К моменту возвращения в покои Мурильо я снова был одет — в красную кровь священников. Я смотрел на его тушу в постели, черную в отблесках огня, и прислушивался к свистящему дыханию. Вот это уже задача. Сильный и легко может проснуться. Я не хотел убивать его, это было бы слишком милосердно.
В конце концов я осторожно приподнял покрывало с его ног и подложил веревку под лодыжки так, чтобы примерно метр оказался с одной стороны, а все остальное — с другой. Петля палача — простой узел, и я обхватил его ноги петлей, потом затянул и ушел, постепенно разматывая веревку.
По дороге к конюшне я поджигал разбросанные заранее кучки соломы и постельного белья. В конюшне я перерезал веревку, привязанную к шее коня. Прежде чем его увести, я заметил на полу полотняный мешок, набитый строительными гвоздями, и прихватил его с собой.
Брат Гейнс, которого Барлоу поставил следить за монастырем, рассказывает, что я проскакал по кладбищу на самой здоровенной коняге в мире и что у меня за спиной небо было малиновым и оранжевым от зарева: огонь плясал на крышах монастыря Святого Себастьяна. Гейнс сказал, что я был голым, весь в крови, и он думал, будто это мой крик, пока я не приблизился и он не увидел, что мои губы свирепо сжаты. Брат Гейнс, никогда не отличавшийся религиозностью, перекрестился и отошел в сторону, не говоря ни слова, когда я проезжал мимо. Он увидел туго натянутую веревку и отпрянул, когда крики стали громче и пронзительнее. Из темноты, подсвеченной пламенем монастыря Святого Себастьяна, волочился на веревке епископ Мурильо, оставляя за собой на камнях кладбищенской дорожки кровь и ошметки кожи, из сломанных лодыжек торчали обломки костей.
Я позволил Катрин разделить со мной эту ночь. Я дал ей увидеть, как братья садятся на коней и с улюлюканьем скачут в сторону рыжего зарева. Она видела, как я связал Мурильо и его охватил такой ужас, что он забыл про боль в разбитых лодыжках.
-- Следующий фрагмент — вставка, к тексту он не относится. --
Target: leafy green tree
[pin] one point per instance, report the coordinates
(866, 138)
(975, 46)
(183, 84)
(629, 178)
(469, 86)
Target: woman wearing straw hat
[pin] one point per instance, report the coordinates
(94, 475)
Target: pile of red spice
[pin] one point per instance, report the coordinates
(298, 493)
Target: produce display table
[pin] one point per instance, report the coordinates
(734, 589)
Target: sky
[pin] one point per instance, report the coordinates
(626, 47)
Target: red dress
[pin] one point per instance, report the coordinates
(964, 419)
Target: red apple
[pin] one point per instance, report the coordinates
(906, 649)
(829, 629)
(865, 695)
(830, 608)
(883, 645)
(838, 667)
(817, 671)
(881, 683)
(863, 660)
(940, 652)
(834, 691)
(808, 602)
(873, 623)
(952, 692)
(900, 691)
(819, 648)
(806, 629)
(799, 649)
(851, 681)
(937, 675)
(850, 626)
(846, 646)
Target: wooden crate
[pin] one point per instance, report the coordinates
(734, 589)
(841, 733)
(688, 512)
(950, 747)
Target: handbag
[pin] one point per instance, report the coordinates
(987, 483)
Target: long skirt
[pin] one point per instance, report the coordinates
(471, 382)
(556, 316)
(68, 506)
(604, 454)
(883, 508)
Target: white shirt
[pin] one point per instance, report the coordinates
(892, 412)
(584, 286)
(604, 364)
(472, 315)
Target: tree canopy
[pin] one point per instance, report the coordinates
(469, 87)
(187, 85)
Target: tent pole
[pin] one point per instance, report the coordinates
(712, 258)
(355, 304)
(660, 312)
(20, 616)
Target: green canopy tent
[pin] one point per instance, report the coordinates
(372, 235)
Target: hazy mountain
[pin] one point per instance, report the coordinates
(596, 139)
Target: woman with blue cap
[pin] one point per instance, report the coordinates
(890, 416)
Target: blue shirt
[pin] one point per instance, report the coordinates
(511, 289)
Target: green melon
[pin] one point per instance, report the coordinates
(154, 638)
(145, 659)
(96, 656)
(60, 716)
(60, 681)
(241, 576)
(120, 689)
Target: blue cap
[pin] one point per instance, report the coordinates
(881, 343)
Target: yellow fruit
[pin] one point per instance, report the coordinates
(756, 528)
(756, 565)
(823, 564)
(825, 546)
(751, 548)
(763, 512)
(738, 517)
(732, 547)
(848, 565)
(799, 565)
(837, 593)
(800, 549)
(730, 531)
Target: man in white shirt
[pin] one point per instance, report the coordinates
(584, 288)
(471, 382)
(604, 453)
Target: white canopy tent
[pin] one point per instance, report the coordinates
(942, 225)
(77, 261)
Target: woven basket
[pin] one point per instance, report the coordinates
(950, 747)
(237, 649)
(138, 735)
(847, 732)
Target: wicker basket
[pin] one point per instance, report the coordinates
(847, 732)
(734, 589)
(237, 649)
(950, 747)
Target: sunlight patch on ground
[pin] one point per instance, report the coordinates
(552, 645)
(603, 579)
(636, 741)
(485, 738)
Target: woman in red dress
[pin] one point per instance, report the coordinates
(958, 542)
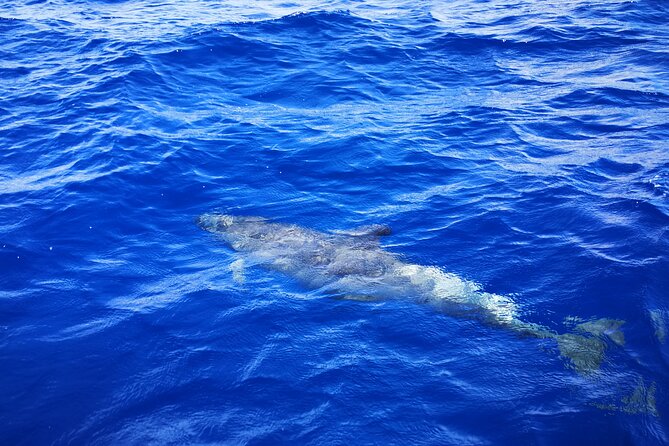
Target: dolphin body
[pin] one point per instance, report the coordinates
(352, 264)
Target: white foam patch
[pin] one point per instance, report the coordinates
(449, 287)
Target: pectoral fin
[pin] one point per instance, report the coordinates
(367, 231)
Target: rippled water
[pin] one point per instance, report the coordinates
(519, 145)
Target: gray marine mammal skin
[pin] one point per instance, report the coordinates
(353, 265)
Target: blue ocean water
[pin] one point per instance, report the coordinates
(520, 145)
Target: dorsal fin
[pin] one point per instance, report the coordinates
(367, 231)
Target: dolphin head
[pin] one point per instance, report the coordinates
(243, 233)
(215, 222)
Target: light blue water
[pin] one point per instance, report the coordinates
(519, 145)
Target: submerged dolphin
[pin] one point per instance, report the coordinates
(353, 265)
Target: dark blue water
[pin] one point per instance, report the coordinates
(520, 145)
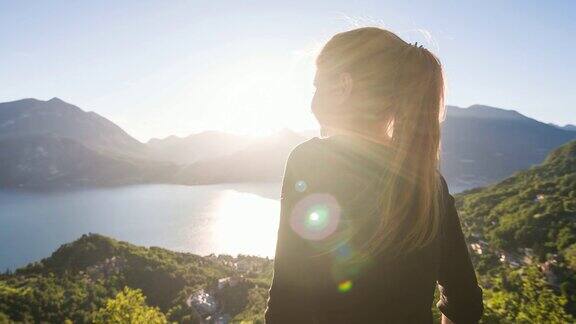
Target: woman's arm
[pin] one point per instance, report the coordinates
(460, 295)
(288, 300)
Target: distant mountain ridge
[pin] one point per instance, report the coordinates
(482, 144)
(53, 143)
(36, 117)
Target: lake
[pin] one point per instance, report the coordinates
(220, 219)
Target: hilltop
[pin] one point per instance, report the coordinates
(522, 234)
(78, 278)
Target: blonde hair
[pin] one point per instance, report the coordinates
(400, 86)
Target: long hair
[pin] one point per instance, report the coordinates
(400, 86)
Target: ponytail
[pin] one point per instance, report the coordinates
(406, 88)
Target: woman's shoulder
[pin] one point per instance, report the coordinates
(311, 146)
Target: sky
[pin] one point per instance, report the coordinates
(160, 68)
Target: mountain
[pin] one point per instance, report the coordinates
(56, 144)
(53, 143)
(535, 208)
(204, 145)
(568, 127)
(482, 144)
(522, 234)
(79, 278)
(263, 160)
(55, 117)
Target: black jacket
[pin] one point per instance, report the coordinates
(328, 202)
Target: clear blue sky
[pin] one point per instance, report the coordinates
(177, 67)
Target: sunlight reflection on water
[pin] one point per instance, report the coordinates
(221, 219)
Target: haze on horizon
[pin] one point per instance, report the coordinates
(175, 68)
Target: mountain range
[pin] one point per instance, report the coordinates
(521, 233)
(56, 144)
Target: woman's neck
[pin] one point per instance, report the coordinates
(382, 139)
И я показал ей, как долго можно вколачивать тринадцать гвоздей в человеческий череп — тюк, тюк, тюк. Как ночь превращалась в день и братья снова собирались, разодетые в краденое, черные от сажи. Братья слушали меня, кто-то зачарованно, как Райк с новеньким железным крестом на шее, украшенным красным эмалевым кружком — символом крови Христа. Кто-то смотрел с ужасом, кто-то настороженно, но все глядели, даже нубанец с ничего не выражающим лицом, прорезанным глубокими скорбными морщинами.